Mortgages 101

Buying a home can be exciting but at the same time—stressful. With finances clear in mind, it is easy to feel intimidated. But don’t worry! We got you covered. Here are the basic mortgage plans you can choose from.

5 types of mortgage loans:
1. Conventional mortgages
2. Jumbo mortgages
3. Government-insured mortgages
4. Fixed-rate mortgages
5. Adjustable-rate mortgages

A conventional mortgage is is a home loan that’s not insured by the federal government. There are two types of conventional loans: conforming and non-conforming loans. A conforming loan simply means the loan amount falls within maximum limits set by Fannie Mae or Freddie Mac, government agencies that back most U.S. mortgages. On the other hand, loans that don’t meet these guidelines are considered non-conforming loans. Jumbo loans are the most common type of non-conforming loan. Generally, lenders require you to pay private mortgage insurance on many conventional loans when you put down less than 20 percent of the home’s purchase price.

Jumbo mortgages are conventional loans that have non-conforming loan limits. This means the home prices exceed federal loan limits. For 2018, the maximum conforming loan limit for single-family homes in most of the U.S. is $453,100, according to the Federal Housing Finance Agency.

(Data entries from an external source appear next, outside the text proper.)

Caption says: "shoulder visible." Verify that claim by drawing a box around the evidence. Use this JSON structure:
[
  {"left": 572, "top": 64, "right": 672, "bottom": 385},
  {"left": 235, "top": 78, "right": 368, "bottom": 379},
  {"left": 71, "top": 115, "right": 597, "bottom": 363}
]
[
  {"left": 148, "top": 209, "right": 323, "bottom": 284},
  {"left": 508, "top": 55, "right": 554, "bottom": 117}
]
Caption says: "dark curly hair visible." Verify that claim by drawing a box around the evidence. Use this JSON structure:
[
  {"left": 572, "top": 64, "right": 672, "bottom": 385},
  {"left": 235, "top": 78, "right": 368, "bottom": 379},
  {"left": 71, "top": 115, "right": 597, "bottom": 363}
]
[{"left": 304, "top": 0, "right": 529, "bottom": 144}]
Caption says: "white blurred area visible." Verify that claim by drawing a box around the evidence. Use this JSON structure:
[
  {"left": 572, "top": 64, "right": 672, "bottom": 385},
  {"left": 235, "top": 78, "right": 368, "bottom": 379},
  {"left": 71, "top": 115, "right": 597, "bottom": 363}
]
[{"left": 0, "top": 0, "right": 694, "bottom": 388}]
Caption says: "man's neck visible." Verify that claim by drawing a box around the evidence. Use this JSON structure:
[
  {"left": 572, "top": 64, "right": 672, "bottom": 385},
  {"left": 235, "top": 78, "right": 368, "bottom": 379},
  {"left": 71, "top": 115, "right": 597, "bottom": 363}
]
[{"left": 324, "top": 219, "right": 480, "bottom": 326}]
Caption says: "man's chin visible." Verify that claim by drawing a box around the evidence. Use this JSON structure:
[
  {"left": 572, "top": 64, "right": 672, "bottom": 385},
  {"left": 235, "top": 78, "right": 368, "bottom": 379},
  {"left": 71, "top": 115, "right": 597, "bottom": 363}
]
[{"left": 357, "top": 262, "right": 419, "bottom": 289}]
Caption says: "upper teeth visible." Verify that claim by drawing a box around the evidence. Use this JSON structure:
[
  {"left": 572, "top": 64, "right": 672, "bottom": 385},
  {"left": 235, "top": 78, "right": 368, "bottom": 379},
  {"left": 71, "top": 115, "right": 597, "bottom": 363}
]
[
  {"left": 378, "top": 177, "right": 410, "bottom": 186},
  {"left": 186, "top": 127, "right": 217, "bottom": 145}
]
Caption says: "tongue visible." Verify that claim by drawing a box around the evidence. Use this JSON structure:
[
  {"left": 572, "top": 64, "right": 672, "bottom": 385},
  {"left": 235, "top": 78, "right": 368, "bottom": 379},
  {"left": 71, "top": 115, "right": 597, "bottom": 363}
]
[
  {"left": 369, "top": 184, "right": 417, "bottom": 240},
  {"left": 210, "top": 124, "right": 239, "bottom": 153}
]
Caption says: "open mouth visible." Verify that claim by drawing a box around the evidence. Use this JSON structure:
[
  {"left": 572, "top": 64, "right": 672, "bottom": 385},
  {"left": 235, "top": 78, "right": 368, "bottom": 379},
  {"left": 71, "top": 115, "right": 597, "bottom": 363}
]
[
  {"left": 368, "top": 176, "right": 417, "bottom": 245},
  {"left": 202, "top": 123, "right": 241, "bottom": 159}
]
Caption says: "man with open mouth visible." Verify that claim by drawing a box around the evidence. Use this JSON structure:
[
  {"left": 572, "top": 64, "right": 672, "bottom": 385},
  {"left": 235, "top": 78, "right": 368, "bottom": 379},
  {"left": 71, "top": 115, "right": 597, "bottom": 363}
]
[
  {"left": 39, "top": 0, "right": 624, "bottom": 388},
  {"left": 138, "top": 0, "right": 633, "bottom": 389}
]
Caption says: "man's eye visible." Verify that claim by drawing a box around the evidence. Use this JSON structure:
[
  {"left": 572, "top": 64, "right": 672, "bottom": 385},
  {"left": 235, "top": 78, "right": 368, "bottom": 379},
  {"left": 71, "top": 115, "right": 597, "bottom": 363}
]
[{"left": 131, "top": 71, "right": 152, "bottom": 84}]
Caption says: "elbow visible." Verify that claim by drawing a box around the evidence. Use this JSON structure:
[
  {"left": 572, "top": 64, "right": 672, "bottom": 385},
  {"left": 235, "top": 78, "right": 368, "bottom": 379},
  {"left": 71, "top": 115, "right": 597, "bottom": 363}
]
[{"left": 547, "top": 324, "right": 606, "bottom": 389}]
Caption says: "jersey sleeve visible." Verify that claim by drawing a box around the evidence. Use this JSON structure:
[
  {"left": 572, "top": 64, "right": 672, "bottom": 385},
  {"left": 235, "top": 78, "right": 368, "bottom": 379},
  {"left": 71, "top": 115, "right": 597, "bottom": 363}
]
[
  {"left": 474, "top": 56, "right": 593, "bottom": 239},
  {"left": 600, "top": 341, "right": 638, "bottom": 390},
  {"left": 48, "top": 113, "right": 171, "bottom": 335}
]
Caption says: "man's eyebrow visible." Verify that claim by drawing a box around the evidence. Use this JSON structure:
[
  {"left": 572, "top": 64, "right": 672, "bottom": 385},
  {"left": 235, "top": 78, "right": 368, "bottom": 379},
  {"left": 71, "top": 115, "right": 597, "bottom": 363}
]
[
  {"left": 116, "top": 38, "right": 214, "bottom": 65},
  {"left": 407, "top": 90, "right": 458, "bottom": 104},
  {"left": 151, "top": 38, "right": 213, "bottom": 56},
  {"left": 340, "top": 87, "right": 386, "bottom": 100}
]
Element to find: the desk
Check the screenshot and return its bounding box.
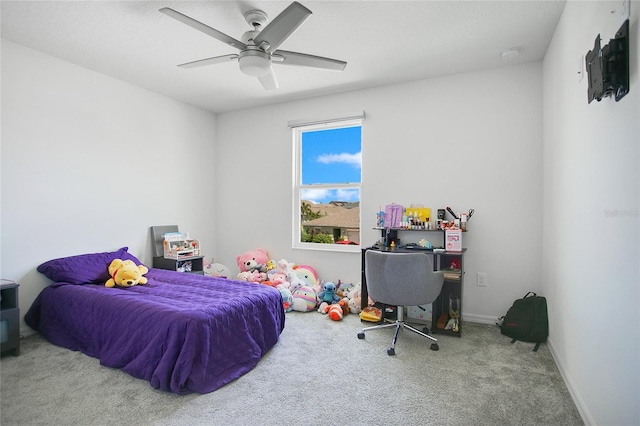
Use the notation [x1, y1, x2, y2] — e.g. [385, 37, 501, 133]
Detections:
[361, 247, 467, 337]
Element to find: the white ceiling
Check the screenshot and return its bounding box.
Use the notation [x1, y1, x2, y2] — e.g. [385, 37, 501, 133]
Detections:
[1, 0, 565, 113]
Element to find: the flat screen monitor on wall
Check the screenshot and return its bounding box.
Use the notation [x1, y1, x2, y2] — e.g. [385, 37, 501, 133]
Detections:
[585, 19, 629, 103]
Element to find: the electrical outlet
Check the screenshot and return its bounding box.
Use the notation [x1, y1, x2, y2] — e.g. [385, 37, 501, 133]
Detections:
[578, 55, 584, 83]
[621, 0, 631, 21]
[478, 272, 487, 287]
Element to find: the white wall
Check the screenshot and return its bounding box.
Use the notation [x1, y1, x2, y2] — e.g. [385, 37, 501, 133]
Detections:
[0, 40, 216, 333]
[215, 63, 542, 322]
[542, 1, 640, 425]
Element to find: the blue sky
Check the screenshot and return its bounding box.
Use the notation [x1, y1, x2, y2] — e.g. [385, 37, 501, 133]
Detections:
[302, 126, 362, 203]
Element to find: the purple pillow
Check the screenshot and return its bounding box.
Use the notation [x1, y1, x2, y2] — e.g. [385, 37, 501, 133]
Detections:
[38, 247, 142, 284]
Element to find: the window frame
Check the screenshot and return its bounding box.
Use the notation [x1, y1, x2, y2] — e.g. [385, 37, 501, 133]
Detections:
[292, 118, 363, 253]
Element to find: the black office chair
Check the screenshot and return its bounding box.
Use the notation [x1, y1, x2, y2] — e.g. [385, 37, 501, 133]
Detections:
[358, 250, 444, 355]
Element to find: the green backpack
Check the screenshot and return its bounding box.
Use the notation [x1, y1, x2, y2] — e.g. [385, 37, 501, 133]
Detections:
[500, 291, 549, 352]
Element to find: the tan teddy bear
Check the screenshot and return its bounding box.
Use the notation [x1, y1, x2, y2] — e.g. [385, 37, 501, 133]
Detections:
[105, 259, 149, 287]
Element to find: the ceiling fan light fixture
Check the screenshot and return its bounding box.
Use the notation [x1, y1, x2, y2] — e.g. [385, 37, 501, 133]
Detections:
[238, 50, 271, 77]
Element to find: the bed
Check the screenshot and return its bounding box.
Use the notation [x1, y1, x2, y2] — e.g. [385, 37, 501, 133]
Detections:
[25, 247, 285, 394]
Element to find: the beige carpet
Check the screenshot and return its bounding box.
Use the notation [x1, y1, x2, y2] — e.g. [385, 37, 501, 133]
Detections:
[0, 312, 583, 426]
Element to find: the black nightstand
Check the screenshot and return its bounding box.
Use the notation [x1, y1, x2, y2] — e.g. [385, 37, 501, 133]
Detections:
[0, 280, 20, 356]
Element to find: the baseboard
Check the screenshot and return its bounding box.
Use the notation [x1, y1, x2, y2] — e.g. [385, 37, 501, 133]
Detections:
[462, 312, 498, 324]
[547, 338, 596, 426]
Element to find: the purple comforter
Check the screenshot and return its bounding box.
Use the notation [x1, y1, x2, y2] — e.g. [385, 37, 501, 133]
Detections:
[25, 268, 285, 394]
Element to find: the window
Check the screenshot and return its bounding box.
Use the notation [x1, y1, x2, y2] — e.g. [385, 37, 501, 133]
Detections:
[293, 118, 362, 251]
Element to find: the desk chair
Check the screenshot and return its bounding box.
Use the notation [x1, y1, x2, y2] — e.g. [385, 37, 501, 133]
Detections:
[358, 250, 444, 355]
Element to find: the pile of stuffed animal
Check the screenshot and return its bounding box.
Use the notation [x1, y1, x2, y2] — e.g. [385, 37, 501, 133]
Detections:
[220, 249, 361, 321]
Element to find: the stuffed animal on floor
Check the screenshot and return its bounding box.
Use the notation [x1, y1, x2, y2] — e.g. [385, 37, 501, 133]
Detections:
[318, 302, 344, 321]
[318, 281, 340, 305]
[236, 249, 269, 281]
[271, 259, 305, 292]
[291, 285, 318, 312]
[293, 265, 318, 287]
[104, 259, 149, 287]
[279, 288, 293, 312]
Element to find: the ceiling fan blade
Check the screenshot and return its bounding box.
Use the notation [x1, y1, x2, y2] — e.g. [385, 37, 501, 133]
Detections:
[160, 7, 247, 50]
[272, 50, 347, 71]
[258, 67, 278, 90]
[253, 2, 312, 52]
[178, 53, 238, 68]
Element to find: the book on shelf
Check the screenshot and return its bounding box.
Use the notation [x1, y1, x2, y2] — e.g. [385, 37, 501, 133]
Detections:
[442, 269, 460, 281]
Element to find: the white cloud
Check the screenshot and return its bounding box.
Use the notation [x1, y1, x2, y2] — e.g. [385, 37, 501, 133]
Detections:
[301, 189, 332, 203]
[318, 151, 362, 169]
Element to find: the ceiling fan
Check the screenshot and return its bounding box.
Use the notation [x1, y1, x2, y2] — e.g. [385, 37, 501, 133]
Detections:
[160, 2, 347, 90]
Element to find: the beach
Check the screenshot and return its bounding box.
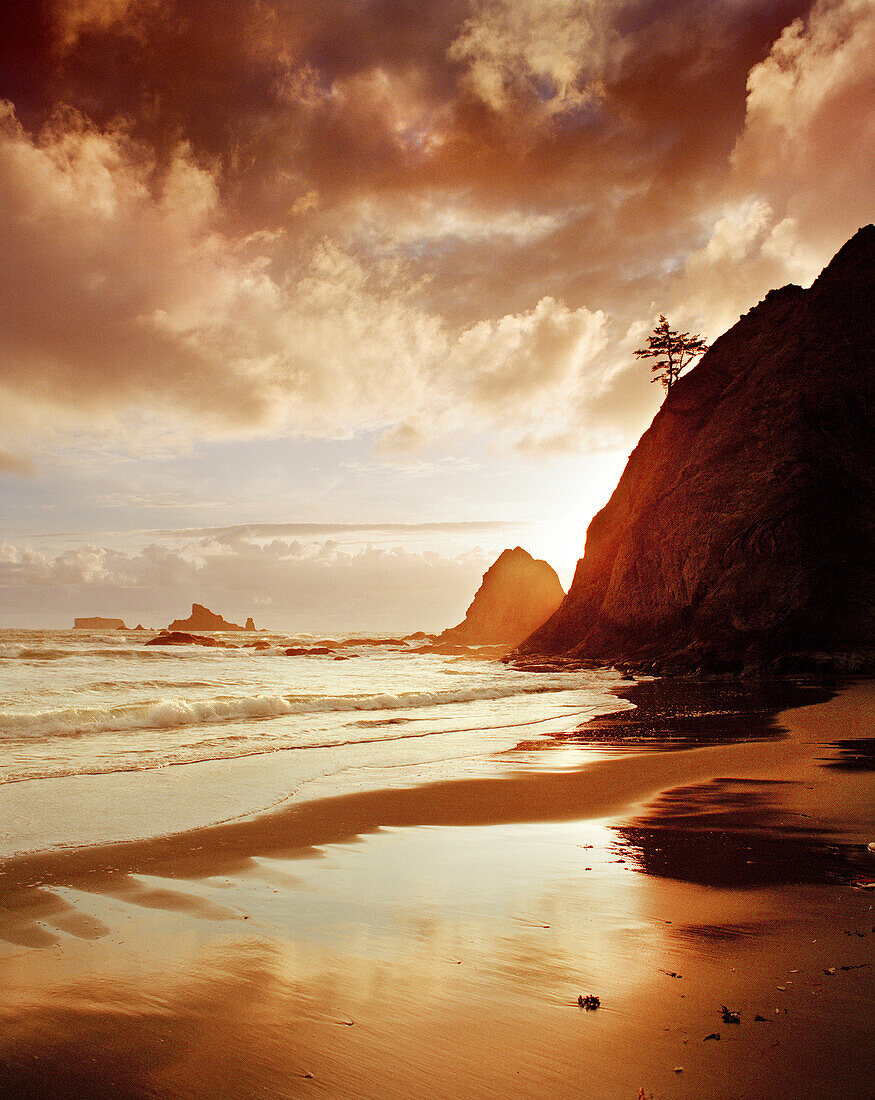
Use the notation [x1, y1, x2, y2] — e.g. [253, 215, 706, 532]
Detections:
[0, 642, 875, 1100]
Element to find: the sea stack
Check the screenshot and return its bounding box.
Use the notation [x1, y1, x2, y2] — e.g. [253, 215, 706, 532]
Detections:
[437, 547, 565, 646]
[517, 226, 875, 672]
[167, 604, 243, 631]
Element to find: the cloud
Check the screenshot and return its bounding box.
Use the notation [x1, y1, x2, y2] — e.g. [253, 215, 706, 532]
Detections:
[0, 0, 875, 454]
[0, 534, 490, 631]
[733, 0, 875, 248]
[0, 447, 36, 476]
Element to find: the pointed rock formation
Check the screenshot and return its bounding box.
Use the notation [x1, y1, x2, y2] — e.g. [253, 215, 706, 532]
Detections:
[518, 226, 875, 671]
[437, 547, 565, 646]
[167, 604, 243, 630]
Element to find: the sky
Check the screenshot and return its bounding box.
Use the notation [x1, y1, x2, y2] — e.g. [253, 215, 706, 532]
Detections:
[0, 0, 875, 631]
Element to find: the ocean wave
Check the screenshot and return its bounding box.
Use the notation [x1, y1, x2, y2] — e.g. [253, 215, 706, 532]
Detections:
[0, 674, 583, 743]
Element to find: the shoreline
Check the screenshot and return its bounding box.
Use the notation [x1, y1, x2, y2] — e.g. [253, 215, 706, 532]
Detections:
[0, 681, 875, 1100]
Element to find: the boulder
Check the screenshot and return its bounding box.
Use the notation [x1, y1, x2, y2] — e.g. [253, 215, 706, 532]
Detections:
[437, 547, 565, 646]
[518, 226, 875, 672]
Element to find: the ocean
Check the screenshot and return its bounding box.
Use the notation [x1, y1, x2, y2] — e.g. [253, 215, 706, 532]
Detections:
[0, 630, 628, 858]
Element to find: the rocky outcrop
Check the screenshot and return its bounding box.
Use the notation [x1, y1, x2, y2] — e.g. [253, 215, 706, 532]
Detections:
[437, 547, 565, 646]
[167, 604, 246, 630]
[518, 226, 875, 672]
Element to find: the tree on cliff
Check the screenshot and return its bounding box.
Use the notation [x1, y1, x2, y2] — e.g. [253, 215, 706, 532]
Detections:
[635, 314, 708, 393]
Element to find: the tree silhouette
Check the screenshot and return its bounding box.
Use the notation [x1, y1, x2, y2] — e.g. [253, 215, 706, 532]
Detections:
[635, 314, 708, 394]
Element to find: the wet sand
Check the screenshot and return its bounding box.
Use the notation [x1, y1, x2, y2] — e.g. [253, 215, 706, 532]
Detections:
[0, 681, 875, 1100]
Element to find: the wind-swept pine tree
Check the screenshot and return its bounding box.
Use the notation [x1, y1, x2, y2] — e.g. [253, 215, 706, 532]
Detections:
[635, 314, 708, 394]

In certain high-cost areas, the price ceiling is $679,650. Jumbo loans are more common in higher-cost areas and generally require more in-depth documentation to qualify.

The U.S. government isn’t a mortgage lender, but it does play a role in helping more Americans become homeowners. Three government agencies back loans: the Federal Housing Administration (FHA loans), the U.S. Department of Agriculture (USDA loans) and the U.S. Department of Veterans Affairs (VA loans). Government-insured loans are ideal if you have low cash savings, less-than-stellar credit and can’t qualify for a conventional loan. VA loans tend to offer the best terms and most flexibility compared to other loan types for military borrowers.

Fixed-rate mortgages keep the same interest rate over the life of your loan, which means your monthly mortgage payment always stay the same. Fixed loans typically come in terms of 15 years, 20 years or 30 years. If you plan to stay in your home for at least seven to 10 years, a fixed-rate mortgage offers stability with your monthly payments.

Unlike the stability of fixed-rate loans, adjustable-rate mortgages (ARMs) have fluctuating interest rates that can go up or down with market conditions. Many ARM products have a fixed interest rate for a few years before the loan resets to a variable interest rate for the remainder of the term. Look for an ARM that caps how much your interest rate or monthly mortgage rate can increase so you don’t wind up in financial trouble when the loan resets.